Threaded flanges are similar to slip-on flanges in that they have a threaded bore. They can also be connected with a seal weld. These flanges are generally low-cost and are best used for piping with small bores. Despite being low-cost, they are often incompatible with high-pressure or high-temperature applications.

Lap-jointed flanges are another common type. This type is used on stub ends of a pipe. The pipe slides over the flange, which seats on the back of the stub end. A bolt holding the two parts together is used to tighten the connection. There are also a number of variations of lap joint flanges, each with its own advantages.

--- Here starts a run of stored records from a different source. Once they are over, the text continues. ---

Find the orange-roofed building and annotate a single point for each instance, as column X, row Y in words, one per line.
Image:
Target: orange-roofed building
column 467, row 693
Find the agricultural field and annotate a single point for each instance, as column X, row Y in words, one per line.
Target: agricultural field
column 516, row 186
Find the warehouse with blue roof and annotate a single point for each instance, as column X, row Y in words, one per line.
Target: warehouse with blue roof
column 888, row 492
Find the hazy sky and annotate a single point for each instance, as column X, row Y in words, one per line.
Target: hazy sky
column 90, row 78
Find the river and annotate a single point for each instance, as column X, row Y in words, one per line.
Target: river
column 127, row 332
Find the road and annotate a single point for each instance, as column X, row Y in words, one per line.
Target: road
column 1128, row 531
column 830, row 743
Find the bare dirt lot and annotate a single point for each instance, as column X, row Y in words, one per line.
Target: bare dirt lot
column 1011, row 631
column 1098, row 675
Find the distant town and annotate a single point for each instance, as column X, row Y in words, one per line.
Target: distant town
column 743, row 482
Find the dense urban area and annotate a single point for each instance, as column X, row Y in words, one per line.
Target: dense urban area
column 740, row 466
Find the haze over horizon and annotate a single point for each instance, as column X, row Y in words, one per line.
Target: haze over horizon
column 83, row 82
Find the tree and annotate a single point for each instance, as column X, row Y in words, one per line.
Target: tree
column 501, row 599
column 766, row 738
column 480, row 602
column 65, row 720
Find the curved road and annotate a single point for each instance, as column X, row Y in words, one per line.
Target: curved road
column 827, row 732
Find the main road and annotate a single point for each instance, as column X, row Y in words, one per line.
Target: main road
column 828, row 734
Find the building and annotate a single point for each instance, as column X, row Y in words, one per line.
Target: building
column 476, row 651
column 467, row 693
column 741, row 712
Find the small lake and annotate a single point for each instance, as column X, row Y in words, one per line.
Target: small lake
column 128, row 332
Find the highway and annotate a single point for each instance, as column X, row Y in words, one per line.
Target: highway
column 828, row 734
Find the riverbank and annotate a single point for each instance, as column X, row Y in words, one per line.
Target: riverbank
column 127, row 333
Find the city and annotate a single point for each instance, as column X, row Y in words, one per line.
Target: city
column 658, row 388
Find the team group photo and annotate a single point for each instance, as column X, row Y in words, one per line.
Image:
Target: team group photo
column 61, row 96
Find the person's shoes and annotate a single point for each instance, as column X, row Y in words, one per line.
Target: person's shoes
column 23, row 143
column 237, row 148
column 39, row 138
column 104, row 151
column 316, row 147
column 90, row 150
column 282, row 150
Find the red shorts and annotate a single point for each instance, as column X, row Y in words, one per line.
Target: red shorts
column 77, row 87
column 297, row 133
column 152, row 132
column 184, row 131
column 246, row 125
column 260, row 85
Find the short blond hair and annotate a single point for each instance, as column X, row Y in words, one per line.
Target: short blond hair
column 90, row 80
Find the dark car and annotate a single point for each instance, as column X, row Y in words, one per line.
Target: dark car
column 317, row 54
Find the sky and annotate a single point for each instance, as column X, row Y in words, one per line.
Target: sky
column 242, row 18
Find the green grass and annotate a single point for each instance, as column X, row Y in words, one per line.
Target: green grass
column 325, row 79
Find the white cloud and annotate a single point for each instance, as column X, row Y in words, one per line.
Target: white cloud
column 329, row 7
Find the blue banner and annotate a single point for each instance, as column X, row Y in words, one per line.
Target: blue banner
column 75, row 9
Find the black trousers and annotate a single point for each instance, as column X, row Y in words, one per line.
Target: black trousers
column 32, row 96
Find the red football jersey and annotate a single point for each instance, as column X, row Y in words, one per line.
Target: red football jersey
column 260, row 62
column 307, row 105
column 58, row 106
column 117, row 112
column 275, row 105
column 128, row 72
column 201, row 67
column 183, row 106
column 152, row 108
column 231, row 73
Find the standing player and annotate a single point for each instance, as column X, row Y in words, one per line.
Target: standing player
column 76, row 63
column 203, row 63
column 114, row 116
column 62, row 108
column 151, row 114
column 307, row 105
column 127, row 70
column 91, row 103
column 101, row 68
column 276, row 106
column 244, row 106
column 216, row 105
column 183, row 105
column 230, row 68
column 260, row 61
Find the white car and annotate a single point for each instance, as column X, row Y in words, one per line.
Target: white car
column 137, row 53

Despite the fact that threaded flanges are relatively common in piping applications, the differences between them are important. Depending on the type of piping and its fluid, you may require special controls. When piping is connected, threaded flanges are the most common. They allow a leak-free connection, which makes them a preferred choice in piping applications.

Slip-on Flanges

Slip-on flanges are used in piping applications and are designed for use in various types of piping systems. They provide smoothbores and are ideal for piping systems that handle high pressure and the flow of fluids. They are designed in standard sizes, with dimensions and ratings set by the American Society of Mechanical Engineers (ASME). Other common world standards include DIN for Europe and JIS for Japan and Korea. In choosing the right slip-on flange for a particular application, it is important to consider the outside diameter, thickness, and bore circle diameter of the pipe.

Slip-on flanges can be used in a variety of piping applications. They are commonly used in applications where there is low pressure and high pressure. The ASME B16.5 Code sets the weight class and design for slip-on flanges and restricts their use to 1500# and 2500#. Slip-on flanges are available in flat-face and raised-face designs and have a variety of connection options. Slip-on flanges are ideal for piping systems that must maintain a steady stream of steam or cool water.

The flanges are installed on the pipe to maintain the correct specifications. They can be screwed, welded, or threaded. They are best suited for low-pressure fluids and are often used on cooling water, firefighting water, and compressed airlines. Depending on the type of application, slip-on flanges can be installed in small or large diameters.

Another type of slip-on flange is called the weld-neck flange. Its hub gradually tapers towards the pipe’s surface. This type of flange is welded to the pipe and provides increased strength under variable forces. They are commonly used in lower pressure applications and are also known as “ring style” flanges. In addition to the weld-neck, socket weld flanges have a high degree of fatigue strength and are used on smaller pipe sizes.

In addition to the slip-on flange, you can also select a lap joint flange. It is used on piping with lapped or lap joint stub ends. Lap joint flanges can rotate on the pipe to make it easy to align the bolt holes. This type is ideal for systems that require frequent disassembly and re-installation.